The van Zyl dataset was chosen at random for this purpose. 1 The REGA and SCUEAL web servers have limits of 1000 and 500 sequences per run, respectively. Thus, 3 batches of sequences were needed for REGA, and 6 batches for SCUEAL to classify all sequences. COMET, CASTOR, and our tool have no such limits. Overall, these experiments demonstrate our method is nearly identical in both accuracy and running time to the top third-party tool, COMET. Our tool differs from COMET in that it is open-source and freely available for commercial use, and is available in a standalone application which can be run on any computer, while COMET is closed-source and freely available for non-commercial research use only, and is publicly available only in a web-based system. So far, we have only discussed supervised classification, and we have presented promising results for our approach. However, supervised classification requires data with known labels, which can be problematic considering that the rapid rates of mutation and recombination of viruses (particularly HIV-1) can lead to novel strains and recombinant forms emerging quickly. Unsupervised data exploration tools can help address this problem. To demonstrate, we take the set of all whole genomes from the LANL database and produce a MoDMap, visualizing their interrelationships, based on the Manhattan distance matrix obtained by computing all pairs of k-mer frequency vectors (see Methods section), for 9 different pure subtypes or groups (Fig 2), and just subtypes A, B, and C (Fig 3). As can be seen, based on these distances, the points in the plots are grouped according to known subtypes, and indeed it can be seen that subtypes A1 and A6 group together, and as well B and D group together, as could be expected.

Fig 2

MoDMap of 4373 full-length HIV-1 genomes of 9 different pure subtypes or groups, at k = 6.

Fig 3

MoDMap of 4124 full-length HIV-1 genomes of subtypes A, B, and C, at k = 6.

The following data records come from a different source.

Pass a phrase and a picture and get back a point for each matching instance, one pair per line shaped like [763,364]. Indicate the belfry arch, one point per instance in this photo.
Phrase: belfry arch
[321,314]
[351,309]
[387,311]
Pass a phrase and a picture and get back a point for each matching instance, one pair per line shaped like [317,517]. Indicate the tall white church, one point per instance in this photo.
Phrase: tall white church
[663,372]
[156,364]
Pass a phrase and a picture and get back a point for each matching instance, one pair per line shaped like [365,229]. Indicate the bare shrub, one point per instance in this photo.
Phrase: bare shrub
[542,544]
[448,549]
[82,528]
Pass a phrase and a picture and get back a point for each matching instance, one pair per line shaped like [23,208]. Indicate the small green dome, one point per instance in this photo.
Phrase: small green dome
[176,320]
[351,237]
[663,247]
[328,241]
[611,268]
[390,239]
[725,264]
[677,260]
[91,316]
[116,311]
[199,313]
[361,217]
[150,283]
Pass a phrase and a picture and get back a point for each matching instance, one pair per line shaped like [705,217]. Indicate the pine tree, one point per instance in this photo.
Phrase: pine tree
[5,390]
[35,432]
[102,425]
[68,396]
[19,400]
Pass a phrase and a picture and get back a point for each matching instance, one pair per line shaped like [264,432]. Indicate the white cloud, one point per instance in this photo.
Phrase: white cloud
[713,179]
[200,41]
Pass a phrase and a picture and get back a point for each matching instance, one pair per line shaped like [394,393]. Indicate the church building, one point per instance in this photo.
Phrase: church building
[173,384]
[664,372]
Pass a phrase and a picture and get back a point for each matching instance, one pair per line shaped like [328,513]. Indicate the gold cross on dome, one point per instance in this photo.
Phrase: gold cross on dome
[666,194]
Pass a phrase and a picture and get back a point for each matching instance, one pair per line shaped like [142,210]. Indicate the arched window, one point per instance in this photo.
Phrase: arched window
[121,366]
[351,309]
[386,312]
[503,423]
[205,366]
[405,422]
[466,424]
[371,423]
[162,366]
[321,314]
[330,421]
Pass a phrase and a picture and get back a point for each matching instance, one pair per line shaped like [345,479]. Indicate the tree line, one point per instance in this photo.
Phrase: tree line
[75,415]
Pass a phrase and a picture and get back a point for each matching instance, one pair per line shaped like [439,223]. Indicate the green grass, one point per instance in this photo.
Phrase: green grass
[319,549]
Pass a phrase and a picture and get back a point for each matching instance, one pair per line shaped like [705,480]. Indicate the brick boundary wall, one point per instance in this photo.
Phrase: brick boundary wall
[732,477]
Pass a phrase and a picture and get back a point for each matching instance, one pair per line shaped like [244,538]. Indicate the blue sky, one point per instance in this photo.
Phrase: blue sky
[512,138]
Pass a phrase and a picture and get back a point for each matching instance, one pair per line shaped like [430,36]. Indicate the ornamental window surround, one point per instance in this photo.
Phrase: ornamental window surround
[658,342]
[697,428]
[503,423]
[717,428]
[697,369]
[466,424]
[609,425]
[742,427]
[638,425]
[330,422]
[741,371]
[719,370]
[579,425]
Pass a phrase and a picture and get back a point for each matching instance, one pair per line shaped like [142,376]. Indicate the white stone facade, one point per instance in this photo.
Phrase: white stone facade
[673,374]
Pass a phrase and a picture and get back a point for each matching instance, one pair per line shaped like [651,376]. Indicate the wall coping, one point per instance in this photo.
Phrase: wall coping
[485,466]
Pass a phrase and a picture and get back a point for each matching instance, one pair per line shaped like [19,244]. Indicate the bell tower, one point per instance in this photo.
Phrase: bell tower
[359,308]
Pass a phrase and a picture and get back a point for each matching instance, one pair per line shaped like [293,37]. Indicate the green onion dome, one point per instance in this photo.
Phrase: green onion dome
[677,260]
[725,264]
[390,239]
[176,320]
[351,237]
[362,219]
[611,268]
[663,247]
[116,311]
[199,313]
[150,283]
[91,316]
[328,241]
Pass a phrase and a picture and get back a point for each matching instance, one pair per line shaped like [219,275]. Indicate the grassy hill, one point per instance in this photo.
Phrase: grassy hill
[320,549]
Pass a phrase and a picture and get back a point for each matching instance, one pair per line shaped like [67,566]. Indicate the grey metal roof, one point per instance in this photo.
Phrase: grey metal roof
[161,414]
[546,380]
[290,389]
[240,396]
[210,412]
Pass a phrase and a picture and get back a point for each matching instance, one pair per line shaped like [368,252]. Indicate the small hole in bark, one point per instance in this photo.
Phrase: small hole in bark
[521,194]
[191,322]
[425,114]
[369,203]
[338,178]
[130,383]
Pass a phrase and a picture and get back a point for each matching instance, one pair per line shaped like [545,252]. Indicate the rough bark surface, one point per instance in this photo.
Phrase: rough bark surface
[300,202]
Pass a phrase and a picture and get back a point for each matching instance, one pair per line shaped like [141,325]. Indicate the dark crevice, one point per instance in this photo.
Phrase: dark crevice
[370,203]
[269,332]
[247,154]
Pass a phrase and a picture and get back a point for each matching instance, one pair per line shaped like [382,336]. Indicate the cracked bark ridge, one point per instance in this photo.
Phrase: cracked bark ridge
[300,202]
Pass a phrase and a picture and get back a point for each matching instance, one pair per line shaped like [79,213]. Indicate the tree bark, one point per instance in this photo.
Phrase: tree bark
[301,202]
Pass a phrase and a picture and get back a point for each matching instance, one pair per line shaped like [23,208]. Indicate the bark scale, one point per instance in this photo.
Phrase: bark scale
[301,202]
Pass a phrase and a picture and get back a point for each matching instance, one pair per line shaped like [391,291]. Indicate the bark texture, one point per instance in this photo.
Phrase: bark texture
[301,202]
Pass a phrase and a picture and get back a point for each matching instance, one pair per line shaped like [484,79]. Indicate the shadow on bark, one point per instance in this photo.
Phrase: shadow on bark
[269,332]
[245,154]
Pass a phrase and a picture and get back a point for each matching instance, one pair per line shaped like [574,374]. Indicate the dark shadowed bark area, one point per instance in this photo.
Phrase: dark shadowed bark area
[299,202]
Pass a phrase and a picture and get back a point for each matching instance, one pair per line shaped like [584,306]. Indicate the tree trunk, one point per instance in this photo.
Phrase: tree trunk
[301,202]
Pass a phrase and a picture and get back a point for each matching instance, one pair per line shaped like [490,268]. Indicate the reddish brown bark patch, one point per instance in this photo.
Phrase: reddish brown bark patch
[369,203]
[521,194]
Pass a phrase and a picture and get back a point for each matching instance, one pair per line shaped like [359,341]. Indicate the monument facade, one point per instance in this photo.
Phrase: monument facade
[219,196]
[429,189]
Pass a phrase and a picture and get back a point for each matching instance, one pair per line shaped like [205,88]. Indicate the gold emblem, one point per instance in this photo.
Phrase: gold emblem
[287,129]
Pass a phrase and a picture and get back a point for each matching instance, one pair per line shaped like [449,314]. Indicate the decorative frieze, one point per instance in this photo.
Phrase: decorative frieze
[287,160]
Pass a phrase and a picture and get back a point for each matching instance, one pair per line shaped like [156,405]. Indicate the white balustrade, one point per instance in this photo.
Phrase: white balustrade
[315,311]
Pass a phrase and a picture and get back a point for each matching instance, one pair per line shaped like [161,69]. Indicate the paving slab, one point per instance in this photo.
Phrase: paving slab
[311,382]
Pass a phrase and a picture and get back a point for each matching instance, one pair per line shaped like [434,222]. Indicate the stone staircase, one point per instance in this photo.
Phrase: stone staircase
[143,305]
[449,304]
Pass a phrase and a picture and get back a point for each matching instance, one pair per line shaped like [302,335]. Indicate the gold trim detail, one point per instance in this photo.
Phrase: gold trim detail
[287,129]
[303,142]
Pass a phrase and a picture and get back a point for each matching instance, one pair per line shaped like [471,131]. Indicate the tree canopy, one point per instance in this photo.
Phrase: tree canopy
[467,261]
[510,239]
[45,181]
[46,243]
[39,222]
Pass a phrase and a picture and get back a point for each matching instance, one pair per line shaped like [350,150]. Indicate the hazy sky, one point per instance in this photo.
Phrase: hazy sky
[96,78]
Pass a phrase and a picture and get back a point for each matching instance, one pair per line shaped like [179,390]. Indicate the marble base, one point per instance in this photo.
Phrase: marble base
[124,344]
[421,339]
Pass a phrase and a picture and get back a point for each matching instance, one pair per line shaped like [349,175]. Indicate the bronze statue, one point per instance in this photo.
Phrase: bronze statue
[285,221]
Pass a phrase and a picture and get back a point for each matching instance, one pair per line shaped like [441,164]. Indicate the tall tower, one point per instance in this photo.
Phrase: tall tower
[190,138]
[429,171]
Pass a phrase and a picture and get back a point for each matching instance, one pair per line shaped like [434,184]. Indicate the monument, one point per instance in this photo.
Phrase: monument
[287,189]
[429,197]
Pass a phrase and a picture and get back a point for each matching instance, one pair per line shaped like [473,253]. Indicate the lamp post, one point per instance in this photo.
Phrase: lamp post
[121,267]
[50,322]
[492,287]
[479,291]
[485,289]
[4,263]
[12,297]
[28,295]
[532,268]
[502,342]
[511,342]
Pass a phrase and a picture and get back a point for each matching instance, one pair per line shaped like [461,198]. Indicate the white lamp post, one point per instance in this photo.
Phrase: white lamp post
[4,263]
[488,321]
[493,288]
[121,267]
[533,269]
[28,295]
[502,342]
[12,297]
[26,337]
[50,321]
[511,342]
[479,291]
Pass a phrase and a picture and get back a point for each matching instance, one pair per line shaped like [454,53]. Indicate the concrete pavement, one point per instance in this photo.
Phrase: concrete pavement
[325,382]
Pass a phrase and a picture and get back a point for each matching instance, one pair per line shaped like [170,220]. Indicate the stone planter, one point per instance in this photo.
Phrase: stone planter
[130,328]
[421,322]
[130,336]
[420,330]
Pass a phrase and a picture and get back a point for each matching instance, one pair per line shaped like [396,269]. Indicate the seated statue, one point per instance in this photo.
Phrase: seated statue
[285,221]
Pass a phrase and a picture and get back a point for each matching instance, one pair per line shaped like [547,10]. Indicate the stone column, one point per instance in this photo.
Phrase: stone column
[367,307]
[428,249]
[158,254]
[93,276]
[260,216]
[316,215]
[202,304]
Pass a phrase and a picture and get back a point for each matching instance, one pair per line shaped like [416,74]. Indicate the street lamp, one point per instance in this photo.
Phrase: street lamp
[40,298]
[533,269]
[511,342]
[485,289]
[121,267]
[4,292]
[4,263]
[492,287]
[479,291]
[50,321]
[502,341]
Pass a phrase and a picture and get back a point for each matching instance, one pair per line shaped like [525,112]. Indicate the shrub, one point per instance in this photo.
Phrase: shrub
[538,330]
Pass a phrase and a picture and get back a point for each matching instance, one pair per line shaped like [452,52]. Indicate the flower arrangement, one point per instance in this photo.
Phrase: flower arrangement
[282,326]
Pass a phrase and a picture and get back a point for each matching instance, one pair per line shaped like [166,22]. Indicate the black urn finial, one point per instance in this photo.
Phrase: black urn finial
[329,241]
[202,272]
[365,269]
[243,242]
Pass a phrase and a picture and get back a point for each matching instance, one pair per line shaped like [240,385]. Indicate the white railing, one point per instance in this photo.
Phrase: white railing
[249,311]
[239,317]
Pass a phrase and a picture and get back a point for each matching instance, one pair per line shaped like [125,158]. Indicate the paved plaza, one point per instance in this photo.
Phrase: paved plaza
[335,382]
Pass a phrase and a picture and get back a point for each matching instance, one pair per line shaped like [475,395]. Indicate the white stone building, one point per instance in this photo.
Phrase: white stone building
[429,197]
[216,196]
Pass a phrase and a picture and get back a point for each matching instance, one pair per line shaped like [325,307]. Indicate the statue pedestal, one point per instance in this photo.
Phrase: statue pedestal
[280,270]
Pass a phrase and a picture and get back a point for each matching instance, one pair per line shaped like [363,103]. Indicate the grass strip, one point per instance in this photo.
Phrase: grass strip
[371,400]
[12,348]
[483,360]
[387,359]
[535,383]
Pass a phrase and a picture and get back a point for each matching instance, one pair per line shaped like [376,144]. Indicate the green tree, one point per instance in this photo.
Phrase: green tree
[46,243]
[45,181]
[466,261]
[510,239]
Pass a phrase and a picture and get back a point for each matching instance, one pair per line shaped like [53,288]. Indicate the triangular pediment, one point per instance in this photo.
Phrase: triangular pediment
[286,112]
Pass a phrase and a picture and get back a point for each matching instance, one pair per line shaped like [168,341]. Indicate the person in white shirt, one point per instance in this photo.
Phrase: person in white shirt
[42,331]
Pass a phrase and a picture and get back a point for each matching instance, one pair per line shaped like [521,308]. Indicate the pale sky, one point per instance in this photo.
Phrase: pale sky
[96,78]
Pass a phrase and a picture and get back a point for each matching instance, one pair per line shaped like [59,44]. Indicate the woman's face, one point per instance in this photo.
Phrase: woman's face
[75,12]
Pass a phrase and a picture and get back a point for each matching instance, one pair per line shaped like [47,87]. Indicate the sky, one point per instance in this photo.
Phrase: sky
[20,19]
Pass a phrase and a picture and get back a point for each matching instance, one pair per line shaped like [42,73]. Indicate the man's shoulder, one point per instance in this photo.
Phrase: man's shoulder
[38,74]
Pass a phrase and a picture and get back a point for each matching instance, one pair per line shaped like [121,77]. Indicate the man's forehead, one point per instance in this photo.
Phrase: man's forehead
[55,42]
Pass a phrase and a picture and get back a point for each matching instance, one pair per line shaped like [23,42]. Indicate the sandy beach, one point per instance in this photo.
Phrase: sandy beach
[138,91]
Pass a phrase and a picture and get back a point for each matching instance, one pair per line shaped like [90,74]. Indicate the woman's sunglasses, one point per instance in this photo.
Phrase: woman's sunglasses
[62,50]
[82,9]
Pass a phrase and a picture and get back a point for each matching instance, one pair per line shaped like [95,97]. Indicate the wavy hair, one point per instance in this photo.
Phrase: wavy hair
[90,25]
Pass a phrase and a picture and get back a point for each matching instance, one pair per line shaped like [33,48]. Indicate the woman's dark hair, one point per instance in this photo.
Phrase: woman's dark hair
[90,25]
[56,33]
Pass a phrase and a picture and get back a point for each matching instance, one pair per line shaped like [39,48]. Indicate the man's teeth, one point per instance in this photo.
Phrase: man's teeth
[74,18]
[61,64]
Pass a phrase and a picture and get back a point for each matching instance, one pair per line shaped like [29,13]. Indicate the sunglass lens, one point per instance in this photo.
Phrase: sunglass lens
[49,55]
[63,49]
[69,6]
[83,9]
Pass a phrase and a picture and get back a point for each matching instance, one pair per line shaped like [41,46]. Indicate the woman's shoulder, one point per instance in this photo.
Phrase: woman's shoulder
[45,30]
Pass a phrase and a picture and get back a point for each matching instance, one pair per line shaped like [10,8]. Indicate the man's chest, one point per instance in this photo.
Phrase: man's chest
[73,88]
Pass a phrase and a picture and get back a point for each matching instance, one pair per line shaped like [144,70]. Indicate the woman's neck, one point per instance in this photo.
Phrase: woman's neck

Synthetic data has been useful in the study of viral species such as HIV-1, because a ground-truth classification is known for synthetic sequences without ambiguity. However, one may wonder how well such synthetic sequences model natural ones. We attempt to measure this by training a classifier on natural and synthetic HIV-1 sequence data—if natural and synthetic sequences cannot be distinguished, one may conclude that the simulation is realistic. For the ‘natural’ class we use the set of all pol genes from the LANL database, and for the ‘synthetic’ class we use 1500 synthetic pol genes produced as detailed above (see ‘Synthetic data’ in the Methods section), and we perform a 10-fold cross-validation at k = 6 and with the linear SVM classifier. We obtain an accuracy of 100%, meaning that the classifier can distinguish natural from synthetic sequences with perfect accuracy. This suggests that synthetic sequence data should be used with caution, since this result indicates it may not be perfectly representative of natural sequence data—specifically, our result suggests there is some characteristic of the synthetic sequences which differs from the natural sequences, which our method is able to recognize and use. We explore this further by generating a MoDMap, as seen in Fig 4. Interestingly, even though our supervised classifiers succeeded to discriminate between real and synthetic sequences with an accuracy of 100%, the approach using distances between k-mer frequency vectors results in the natural and synthetic sequences of specific subtypes grouping together, indicating that the synthetic sequences have some features that relate them to the corresponding natural sequences of the same subtype.

Fig 4

MoDMap of 9270 natural HIV-1 pol genes vs. 1500 synthetically generated HIV-1 pol genes of various subtypes.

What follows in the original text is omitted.